For the next two months Friedmann made the slow journey by foot towards Budapest, finding food and shelter where he could. The road went through the university town of Dubrecen where, even though the war was still raging, the university was preparing to open for a new term. He enrolled and spent a term there before continuing on to Budapest in the spring.
The city had been reduced to rubble and while Friedmann's mother had survived, most of the rest of his family, including his father, his brother, his grandparents and most of his aunts, uncles and cousins, had either perished in concentration camps or died of starvation and disease in the ghetto.
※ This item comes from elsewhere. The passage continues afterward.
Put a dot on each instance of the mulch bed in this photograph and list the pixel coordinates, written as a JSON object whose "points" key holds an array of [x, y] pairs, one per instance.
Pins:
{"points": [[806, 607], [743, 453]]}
Friedmann escaped to the West in 1949 and finished his studies in Vienna. In 1951 he moved to Israel, where he became a professor at the Hebrew University. As a botanist he had studied seaweed and in Israel he began to look for algae in the arid Negev Desert. He found none in the desert soil but in 1961 an oil geologist friend brought him a piece of desert limestone with a green substance inside. At first he thought it must be some sort of copper compound but tests proved negative.
He scraped off a sample, looked at it under the microscope and saw that it was algae. He called these organisms cryptoendoliths and once he knew what he was looking for he found them everywhere. A millimetre or so beneath the rocky surface, the desert was alive with algae.
The scientific community at the time was not excited and his first presentation of his findings at an international botanical conference in Edinburgh in 1964 was largely ignored. However his research caught the attention of Lutz Weise, an algologist at Florida State University. Weise invited Friedmann to give a seminar at Tallahassee and in 1968 he moved there as an associate professor.
In 1976 he published an article describing cryptoendoliths living in the Ross Desert of Antarctica. His article attracted little attention at first because scientists were focusing at the time on the Viking landing on Mars. When, like the Negev soil, the Martian soil samples failed to reveal life, NASA turned to Friedmann's work and gave him funding which enabled him to collect samples and study micro-organisms throughout the world.
Suddenly cryptoendoliths became big news as Friedmann's rock-bound organisms renewed hope of finding signs of life on Mars. Microbes, it was thought, might have escaped the hostile surface environment by developing inside rocks. In 1997 he was one of a number of scientists given a sample of the ALH 84001 meteorite.
Imre Friedmann's wife and fellow microbiologist, Rosalie, died in 2005. He is survived by their three children.